According to Pekoske, the directive is intended “to address a threat to transportation, recognizing that such threat may involve passenger and employee safety.”
In a statement outlining the mask mandate, the CDC said, “Transmission of the virus through travel has led – and continues to lead to – interstate and international spread of the virus that causes COVID-19. This action is to further prevent spread of the virus that causes COVID-19 and to further support state and local health authorities, transportation partners, and conveyance operators to keep passengers, employees, and communities safe.”

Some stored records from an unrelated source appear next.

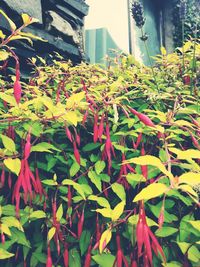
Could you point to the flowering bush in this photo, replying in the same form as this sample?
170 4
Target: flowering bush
100 167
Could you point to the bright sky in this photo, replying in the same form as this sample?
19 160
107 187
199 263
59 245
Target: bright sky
111 14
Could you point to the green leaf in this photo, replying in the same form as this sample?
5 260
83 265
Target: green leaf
11 222
38 214
74 169
14 165
99 166
84 241
49 182
8 143
186 154
91 146
74 258
150 160
76 186
51 233
95 180
44 147
104 240
151 191
173 264
190 178
5 254
166 231
118 211
195 224
59 213
12 24
104 259
118 189
20 237
8 99
100 200
193 252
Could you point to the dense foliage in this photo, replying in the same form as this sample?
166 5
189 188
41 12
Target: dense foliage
191 20
100 167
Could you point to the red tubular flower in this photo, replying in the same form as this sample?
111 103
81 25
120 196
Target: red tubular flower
161 218
69 197
76 153
49 262
108 148
27 148
139 138
144 168
140 236
68 134
2 179
9 180
66 256
17 91
186 80
87 262
195 142
134 264
95 128
101 128
3 238
85 117
147 243
143 118
80 224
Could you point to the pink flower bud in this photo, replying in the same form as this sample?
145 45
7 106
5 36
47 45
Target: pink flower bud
17 91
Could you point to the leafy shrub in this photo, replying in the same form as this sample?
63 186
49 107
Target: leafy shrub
99 167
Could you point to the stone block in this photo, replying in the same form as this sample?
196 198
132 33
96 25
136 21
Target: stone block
31 7
62 26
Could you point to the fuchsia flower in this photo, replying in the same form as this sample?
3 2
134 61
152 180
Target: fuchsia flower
125 169
146 240
17 91
66 256
120 259
49 262
143 118
108 149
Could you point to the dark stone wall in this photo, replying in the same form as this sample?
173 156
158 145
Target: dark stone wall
61 23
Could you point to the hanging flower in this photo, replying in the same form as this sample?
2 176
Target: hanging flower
138 14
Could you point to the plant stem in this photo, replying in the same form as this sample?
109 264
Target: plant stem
150 61
183 37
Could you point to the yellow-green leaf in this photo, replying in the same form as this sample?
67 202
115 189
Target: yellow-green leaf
163 51
188 189
151 191
59 213
118 210
186 154
12 24
39 214
195 224
2 35
5 254
150 160
105 212
105 239
14 165
190 178
27 19
5 229
8 99
8 143
51 233
4 55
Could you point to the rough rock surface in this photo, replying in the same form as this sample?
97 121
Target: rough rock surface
60 23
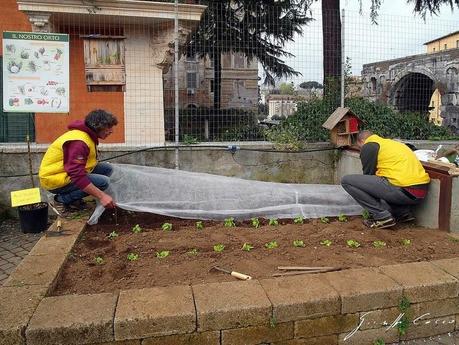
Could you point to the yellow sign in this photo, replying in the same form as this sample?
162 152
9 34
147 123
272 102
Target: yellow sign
25 197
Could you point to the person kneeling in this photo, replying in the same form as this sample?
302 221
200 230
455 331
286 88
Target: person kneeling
393 180
70 169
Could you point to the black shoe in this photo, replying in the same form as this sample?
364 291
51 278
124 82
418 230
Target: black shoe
405 218
380 223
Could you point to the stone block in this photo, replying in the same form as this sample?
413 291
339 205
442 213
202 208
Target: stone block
378 318
206 338
36 270
327 340
17 305
364 289
423 328
450 266
436 308
423 281
231 305
369 336
73 319
326 325
58 244
122 342
258 334
152 312
301 297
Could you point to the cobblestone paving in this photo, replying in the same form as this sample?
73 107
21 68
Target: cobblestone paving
14 246
444 339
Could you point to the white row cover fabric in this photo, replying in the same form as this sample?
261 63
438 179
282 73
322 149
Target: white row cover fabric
192 195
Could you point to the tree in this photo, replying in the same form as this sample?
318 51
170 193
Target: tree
257 29
287 89
331 35
307 85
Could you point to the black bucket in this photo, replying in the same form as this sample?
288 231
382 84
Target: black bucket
33 218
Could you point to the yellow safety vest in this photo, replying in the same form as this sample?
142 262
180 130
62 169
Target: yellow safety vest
52 174
398 163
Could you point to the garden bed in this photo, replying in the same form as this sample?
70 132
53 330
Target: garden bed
99 263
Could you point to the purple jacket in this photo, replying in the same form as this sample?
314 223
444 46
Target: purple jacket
76 154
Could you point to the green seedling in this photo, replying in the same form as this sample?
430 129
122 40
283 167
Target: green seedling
273 222
403 325
229 222
324 220
404 322
247 247
298 244
166 226
352 243
326 243
99 260
365 214
219 248
298 220
342 218
379 244
136 229
404 304
271 245
405 242
162 254
133 256
112 235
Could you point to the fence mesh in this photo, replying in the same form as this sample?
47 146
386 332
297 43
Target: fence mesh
242 68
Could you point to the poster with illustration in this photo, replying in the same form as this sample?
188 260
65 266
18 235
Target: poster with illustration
35 72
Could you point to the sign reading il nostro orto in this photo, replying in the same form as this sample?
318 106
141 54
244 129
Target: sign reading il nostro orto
35 72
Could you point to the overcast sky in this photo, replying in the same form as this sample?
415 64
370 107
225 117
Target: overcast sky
399 33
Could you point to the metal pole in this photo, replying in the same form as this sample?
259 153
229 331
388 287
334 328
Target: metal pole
176 55
343 60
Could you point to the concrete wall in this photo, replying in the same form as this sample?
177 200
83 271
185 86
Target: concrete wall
314 167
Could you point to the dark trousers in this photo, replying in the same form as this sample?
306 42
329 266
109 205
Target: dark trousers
98 177
378 196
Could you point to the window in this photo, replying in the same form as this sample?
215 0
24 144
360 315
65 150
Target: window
104 63
239 60
191 80
190 57
211 86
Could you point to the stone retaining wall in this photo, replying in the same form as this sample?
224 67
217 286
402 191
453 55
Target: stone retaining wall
356 306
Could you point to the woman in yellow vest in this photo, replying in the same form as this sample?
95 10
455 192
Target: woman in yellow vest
69 168
393 180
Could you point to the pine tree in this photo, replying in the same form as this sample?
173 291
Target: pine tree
257 29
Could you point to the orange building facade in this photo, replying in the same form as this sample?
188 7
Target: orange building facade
137 101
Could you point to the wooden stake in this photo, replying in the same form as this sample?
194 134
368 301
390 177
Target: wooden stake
30 161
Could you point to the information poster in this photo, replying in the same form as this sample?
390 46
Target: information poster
35 72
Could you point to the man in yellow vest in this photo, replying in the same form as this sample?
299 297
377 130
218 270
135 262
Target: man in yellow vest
69 168
393 180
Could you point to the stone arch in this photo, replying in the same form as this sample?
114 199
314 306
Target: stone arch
412 90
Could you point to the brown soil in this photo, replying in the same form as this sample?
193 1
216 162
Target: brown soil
82 275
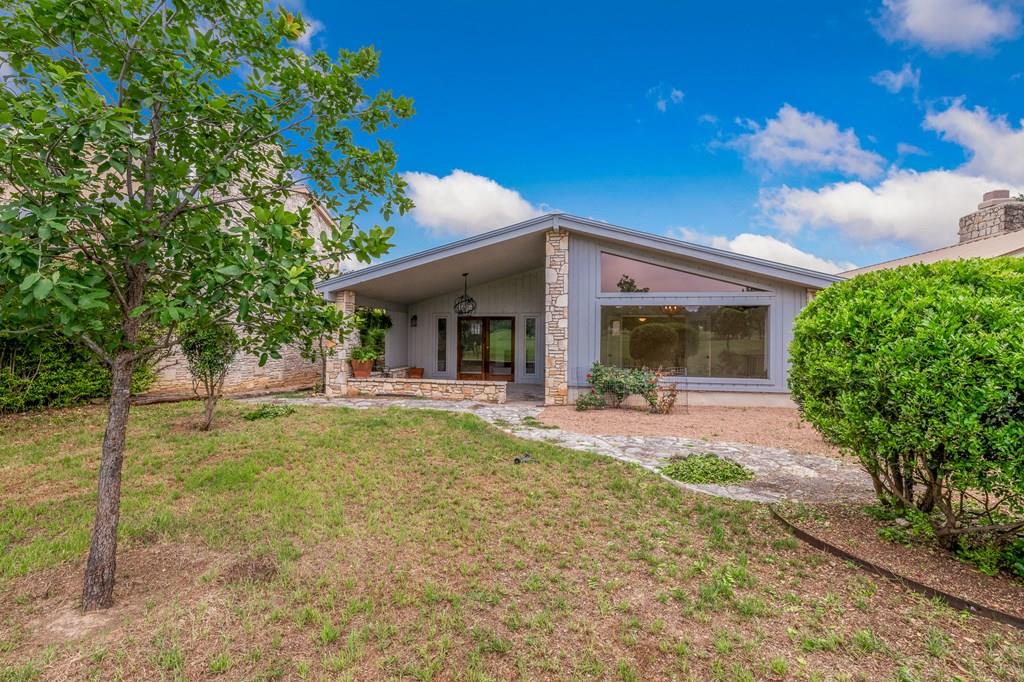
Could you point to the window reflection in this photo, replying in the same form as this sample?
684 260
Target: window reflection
628 275
721 341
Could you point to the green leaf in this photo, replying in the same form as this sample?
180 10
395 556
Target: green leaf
42 288
30 281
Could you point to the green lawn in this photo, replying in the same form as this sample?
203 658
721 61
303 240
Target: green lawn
334 544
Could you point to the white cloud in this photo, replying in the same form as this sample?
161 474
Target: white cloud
896 81
995 146
905 150
665 96
806 140
304 42
948 26
764 246
464 204
920 208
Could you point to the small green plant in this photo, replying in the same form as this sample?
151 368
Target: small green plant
706 468
269 412
209 349
617 384
591 400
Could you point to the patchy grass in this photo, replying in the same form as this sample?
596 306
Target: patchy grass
706 468
393 544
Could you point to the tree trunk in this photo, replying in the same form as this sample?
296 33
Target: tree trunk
98 590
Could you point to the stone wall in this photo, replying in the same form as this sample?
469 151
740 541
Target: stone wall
991 220
339 371
434 389
556 316
245 376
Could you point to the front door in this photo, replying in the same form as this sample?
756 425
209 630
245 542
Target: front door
486 348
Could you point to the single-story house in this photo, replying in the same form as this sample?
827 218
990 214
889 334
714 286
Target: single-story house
528 308
995 229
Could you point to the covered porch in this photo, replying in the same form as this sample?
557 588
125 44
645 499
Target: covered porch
493 348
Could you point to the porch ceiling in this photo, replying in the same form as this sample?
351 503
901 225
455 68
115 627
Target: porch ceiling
444 273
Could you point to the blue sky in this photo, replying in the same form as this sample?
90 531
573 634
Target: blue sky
825 134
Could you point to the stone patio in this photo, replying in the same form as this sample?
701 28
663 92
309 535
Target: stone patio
778 474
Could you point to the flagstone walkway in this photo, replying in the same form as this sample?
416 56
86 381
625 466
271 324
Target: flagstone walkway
778 473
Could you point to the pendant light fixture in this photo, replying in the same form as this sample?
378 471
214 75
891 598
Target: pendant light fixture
465 304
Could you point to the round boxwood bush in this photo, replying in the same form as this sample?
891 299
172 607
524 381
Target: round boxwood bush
919 371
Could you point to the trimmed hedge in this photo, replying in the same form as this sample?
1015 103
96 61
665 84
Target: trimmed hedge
919 371
53 372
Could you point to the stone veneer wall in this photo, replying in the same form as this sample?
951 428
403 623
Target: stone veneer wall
556 317
338 370
996 219
435 389
246 376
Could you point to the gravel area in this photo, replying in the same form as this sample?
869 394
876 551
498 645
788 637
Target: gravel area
774 427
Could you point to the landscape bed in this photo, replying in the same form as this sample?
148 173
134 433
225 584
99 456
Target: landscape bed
851 527
390 544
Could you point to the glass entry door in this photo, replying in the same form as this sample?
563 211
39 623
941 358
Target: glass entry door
486 348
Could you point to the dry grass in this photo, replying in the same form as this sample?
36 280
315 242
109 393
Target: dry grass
406 545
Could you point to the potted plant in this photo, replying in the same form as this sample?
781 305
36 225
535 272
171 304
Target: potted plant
363 360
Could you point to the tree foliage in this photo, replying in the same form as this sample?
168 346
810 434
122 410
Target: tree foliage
147 154
919 371
209 349
49 371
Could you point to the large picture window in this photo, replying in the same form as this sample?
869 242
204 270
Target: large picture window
719 341
628 275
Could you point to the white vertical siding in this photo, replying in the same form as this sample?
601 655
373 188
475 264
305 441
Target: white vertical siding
519 296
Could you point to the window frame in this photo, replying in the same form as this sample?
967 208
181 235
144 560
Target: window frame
437 347
763 290
747 299
538 353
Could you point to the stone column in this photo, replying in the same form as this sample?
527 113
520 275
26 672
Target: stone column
338 369
556 316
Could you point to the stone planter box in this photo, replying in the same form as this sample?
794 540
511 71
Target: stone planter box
434 389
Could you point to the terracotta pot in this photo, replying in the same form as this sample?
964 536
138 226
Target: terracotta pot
361 369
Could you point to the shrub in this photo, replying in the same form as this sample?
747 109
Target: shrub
50 371
620 383
590 400
209 349
919 371
706 468
654 344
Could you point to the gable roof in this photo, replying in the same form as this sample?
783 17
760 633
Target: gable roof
1007 244
531 231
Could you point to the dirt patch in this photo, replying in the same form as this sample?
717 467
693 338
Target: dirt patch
254 569
774 427
47 602
850 528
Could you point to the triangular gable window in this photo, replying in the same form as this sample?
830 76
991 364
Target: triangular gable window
628 275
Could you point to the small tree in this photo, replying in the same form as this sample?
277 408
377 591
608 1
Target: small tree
919 371
146 153
209 349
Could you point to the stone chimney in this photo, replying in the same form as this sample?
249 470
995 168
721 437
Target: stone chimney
996 214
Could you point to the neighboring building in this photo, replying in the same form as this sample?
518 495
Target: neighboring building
555 294
996 228
290 372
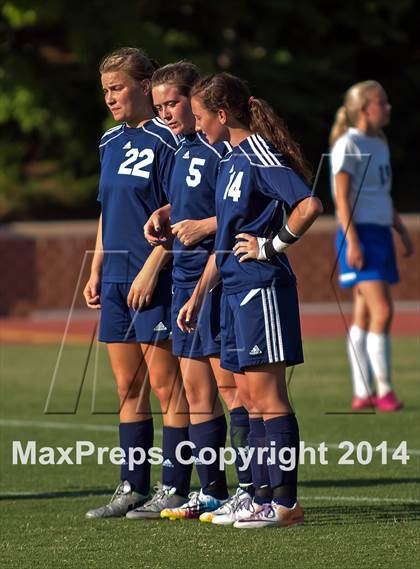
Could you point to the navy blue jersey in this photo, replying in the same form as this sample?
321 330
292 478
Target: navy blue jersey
253 185
192 196
135 169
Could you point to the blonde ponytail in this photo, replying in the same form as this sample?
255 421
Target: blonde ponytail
355 99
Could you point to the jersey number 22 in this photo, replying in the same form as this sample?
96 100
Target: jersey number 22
133 154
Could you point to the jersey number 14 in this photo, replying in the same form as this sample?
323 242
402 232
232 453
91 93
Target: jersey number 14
233 189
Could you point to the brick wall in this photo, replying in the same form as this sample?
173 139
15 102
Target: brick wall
41 265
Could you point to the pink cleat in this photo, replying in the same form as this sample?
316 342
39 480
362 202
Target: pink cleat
358 403
388 403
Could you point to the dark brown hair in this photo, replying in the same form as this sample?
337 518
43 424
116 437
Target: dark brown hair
131 60
225 91
182 74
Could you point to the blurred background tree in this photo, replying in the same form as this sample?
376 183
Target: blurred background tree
301 55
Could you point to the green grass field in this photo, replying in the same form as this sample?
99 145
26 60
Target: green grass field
356 515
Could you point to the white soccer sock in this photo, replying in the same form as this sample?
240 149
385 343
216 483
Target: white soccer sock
379 354
359 363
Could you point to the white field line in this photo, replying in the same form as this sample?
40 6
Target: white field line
114 428
373 499
63 426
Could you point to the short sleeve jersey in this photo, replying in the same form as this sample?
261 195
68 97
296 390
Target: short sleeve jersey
135 170
191 194
253 186
367 160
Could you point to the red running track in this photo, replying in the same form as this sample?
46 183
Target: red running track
314 325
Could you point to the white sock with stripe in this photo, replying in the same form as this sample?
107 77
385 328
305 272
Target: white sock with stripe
359 362
378 347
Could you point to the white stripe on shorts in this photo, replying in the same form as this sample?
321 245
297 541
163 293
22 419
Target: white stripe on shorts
267 325
279 334
272 325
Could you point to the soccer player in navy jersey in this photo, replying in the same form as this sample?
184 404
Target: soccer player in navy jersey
262 174
132 285
193 223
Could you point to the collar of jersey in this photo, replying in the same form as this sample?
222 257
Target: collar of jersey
134 130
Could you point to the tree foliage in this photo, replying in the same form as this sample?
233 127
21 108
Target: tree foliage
300 55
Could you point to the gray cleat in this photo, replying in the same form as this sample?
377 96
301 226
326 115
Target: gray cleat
123 500
164 497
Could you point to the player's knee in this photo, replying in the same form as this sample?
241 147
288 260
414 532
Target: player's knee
382 317
127 390
163 388
229 396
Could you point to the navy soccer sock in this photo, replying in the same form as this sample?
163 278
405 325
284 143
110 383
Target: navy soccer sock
239 431
259 469
210 434
138 434
174 473
283 432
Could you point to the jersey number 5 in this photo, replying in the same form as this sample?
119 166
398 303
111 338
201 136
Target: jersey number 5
133 154
194 174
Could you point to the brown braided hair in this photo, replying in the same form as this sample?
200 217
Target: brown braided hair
225 91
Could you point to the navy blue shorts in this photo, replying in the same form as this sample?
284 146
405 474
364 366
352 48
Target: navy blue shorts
205 340
260 326
379 256
119 323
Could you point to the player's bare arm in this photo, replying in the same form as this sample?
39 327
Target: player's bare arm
92 289
192 231
187 316
302 217
143 286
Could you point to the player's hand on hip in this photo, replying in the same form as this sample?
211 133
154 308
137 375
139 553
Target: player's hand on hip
187 316
246 248
142 289
154 229
189 231
91 292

Research has shown that, although the risk of transmission aboard an aircraft is minimal, the universal use of masks in such settings is necessary to reduce infection risk from respiratory particles to less than one percent. More problematic is the risk of spreading the virus in other segments of the journey, such as at airports and aboard ground transport.
“Face masks are an essential part of a comprehensive set of measures to reduce transmission of COVID-19 throughout air travel,” according to a report from Harvard University.
Finally the CDC statement concludes by urging against non-essential travel during the pandemic.
“CDC recommends that non-essential travel be avoided; however, for those who must travel, additional measures are being put in place to help prevent the spread of the virus,” said CDC director Dr. Rochelle P. Walensky. “Masks are most likely to reduce the spread of COVID-19 when they are widely and consistently used by all people in public settings.”